I have been working on a side project that started during pandemic building a DoH service with Ad and Tracking blocking. Since then it has grown over to be hosted in 7 locations and I collect logs, data and metrics using prometheus from a distributed global stack over to remote server to provide a consolidated view over all things obesrvability using Grafana while recording all my DNS traffic and streaming it using Elixir and Phoenix liveview via Kafka

It is now the most critical service that I use in my daily routine. Any downtime or performance bottlenecks degrades my browsing experience or worse take me off the grid. What started off as a side project has over the last few years become a core development activity and a learning pad for me.

As I relied more and more on my service uptime using it on my mobile, tablet and desktop, the need to monitor and observe the systems grew with guarantees required over SLA(s) and SLO(s).

As usual, I started off by setting up threshold alerts and soon the alerts became too noisy as all these nodes are very small ranging from 1-2GB Mem with 1vCPU. One of the objectives of this activity was also to push cheap VPS and see their performance. Currently it runs 13 services per node on limited hardware that requires careful considerations and observations

mark node

Most of the stress was on the node due to its limited capacity and the alerts would be for Load, CPU, Memory and Disk on node level and not the services level.
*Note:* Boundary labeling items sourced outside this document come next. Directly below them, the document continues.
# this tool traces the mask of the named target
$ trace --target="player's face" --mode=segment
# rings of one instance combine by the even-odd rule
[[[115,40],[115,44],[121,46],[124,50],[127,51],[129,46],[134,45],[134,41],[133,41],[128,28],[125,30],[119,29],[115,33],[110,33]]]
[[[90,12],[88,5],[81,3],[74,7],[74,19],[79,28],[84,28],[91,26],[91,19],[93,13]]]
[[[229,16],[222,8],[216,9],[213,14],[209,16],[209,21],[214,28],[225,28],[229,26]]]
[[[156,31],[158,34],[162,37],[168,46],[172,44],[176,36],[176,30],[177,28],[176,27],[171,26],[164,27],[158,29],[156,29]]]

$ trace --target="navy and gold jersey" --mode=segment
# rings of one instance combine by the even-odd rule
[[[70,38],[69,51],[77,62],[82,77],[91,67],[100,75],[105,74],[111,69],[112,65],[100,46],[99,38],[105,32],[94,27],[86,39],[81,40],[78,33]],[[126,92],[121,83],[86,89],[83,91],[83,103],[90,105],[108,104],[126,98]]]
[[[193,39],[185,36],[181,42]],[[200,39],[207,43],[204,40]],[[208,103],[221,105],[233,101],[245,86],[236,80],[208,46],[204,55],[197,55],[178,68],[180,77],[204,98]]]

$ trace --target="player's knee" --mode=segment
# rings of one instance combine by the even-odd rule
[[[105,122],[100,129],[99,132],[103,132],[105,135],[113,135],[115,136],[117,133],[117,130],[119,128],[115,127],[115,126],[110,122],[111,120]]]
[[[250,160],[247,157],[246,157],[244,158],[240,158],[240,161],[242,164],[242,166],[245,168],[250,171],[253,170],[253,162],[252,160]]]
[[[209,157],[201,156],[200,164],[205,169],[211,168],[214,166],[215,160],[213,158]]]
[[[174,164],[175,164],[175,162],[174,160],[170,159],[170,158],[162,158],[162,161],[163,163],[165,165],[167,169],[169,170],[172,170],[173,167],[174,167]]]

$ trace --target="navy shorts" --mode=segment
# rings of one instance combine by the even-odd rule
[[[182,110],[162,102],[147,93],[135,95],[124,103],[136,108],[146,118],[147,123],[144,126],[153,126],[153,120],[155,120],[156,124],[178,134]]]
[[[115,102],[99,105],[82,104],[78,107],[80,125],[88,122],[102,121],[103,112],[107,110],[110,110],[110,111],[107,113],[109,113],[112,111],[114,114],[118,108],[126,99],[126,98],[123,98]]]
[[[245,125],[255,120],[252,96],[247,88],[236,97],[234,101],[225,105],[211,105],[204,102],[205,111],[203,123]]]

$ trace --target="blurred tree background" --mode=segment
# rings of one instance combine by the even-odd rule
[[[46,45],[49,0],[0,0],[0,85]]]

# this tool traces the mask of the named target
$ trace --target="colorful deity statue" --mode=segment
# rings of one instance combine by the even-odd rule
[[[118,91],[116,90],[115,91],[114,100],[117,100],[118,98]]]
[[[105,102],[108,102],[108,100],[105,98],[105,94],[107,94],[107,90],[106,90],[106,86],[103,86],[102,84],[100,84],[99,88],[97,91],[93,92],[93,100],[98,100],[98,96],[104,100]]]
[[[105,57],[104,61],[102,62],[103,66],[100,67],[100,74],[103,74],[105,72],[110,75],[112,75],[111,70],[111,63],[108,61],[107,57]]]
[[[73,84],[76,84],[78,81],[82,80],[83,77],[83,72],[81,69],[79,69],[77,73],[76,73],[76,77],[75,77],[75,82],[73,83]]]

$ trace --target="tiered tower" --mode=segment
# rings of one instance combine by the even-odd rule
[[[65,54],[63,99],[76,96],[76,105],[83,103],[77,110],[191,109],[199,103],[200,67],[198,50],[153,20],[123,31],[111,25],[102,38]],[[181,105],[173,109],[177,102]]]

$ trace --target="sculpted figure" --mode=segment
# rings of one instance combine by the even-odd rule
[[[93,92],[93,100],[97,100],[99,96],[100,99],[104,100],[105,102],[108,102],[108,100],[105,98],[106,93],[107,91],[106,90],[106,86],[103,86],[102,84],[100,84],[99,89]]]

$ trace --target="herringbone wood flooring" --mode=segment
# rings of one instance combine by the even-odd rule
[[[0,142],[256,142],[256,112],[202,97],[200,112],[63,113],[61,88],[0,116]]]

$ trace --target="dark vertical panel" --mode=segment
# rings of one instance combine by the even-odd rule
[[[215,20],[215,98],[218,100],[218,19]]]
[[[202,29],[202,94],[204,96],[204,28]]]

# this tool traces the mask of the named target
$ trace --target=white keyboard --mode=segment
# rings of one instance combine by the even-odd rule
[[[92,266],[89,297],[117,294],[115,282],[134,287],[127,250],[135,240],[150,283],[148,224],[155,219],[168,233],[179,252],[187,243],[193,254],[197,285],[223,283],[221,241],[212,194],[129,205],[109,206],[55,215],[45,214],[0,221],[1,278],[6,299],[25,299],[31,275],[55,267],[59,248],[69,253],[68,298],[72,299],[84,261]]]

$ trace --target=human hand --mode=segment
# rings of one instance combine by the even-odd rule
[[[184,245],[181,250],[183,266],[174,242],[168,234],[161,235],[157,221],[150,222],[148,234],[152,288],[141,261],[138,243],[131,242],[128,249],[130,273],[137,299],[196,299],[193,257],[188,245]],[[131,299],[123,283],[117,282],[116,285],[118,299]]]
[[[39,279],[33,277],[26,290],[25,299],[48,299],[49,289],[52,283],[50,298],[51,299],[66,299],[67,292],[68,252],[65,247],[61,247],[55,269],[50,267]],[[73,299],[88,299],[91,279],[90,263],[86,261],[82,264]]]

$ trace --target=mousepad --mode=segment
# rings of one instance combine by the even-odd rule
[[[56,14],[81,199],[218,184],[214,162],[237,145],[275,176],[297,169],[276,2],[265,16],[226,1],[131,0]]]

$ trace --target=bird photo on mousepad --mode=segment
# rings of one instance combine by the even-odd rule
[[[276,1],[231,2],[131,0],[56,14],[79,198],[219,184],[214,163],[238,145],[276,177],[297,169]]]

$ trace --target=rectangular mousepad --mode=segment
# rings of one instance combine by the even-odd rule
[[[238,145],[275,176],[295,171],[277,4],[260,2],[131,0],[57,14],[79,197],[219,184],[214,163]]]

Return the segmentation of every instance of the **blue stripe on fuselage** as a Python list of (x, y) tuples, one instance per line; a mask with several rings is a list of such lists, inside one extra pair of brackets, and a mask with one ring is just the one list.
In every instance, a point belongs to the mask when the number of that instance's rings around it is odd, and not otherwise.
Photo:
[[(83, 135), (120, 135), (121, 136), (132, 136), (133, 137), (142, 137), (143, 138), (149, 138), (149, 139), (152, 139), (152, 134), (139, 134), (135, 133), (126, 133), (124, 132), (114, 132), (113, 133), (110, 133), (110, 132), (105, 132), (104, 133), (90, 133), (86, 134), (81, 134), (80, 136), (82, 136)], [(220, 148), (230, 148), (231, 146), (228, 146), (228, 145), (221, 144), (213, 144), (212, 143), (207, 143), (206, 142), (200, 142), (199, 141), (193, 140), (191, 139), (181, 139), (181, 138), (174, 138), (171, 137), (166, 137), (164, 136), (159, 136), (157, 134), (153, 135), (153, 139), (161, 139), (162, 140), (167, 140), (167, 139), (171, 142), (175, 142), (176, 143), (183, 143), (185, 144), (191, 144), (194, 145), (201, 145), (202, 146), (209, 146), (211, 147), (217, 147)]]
To overcome the noise and be able to better understand the usage pattern and attend to service issues started looking into anomaly detection and came across this fantastic blog post about "Grafana Prometheus: Detecting anomalies in time series". It does a great job at explaining that "the 3-sigma rule states that approximately all our “normal” data should be within 3 standard deviations of the average value of your data."
This can be stated mathametically as

3 sigma rule

Based on this formulated the below PromQL queries for CPU, Memory, Load and Disk anomaly detection. Overall, these expression can be used to identify instances where the current idle CPU time, current available memory, current available disk space or current 15-minute load average deviates significantly from the historical average, potentially indicating an anomaly or unusual behavior in CPU usage.

CPU



(avg_over_time(node_cpu_seconds_total{instance="mark-00-sin", job="node-exporter-mark-00-sin", mode="idle"}[$__rate_interval])-avg_over_time(node_cpu_seconds_total{instance="mark-00-sin", job="node-exporter-mark-00-sin", mode="idle"}[1d]))/stddev_over_time(node_cpu_seconds_total{instance="mark-00-sin", job="node-exporter-mark-00-sin", mode="idle"}[1d])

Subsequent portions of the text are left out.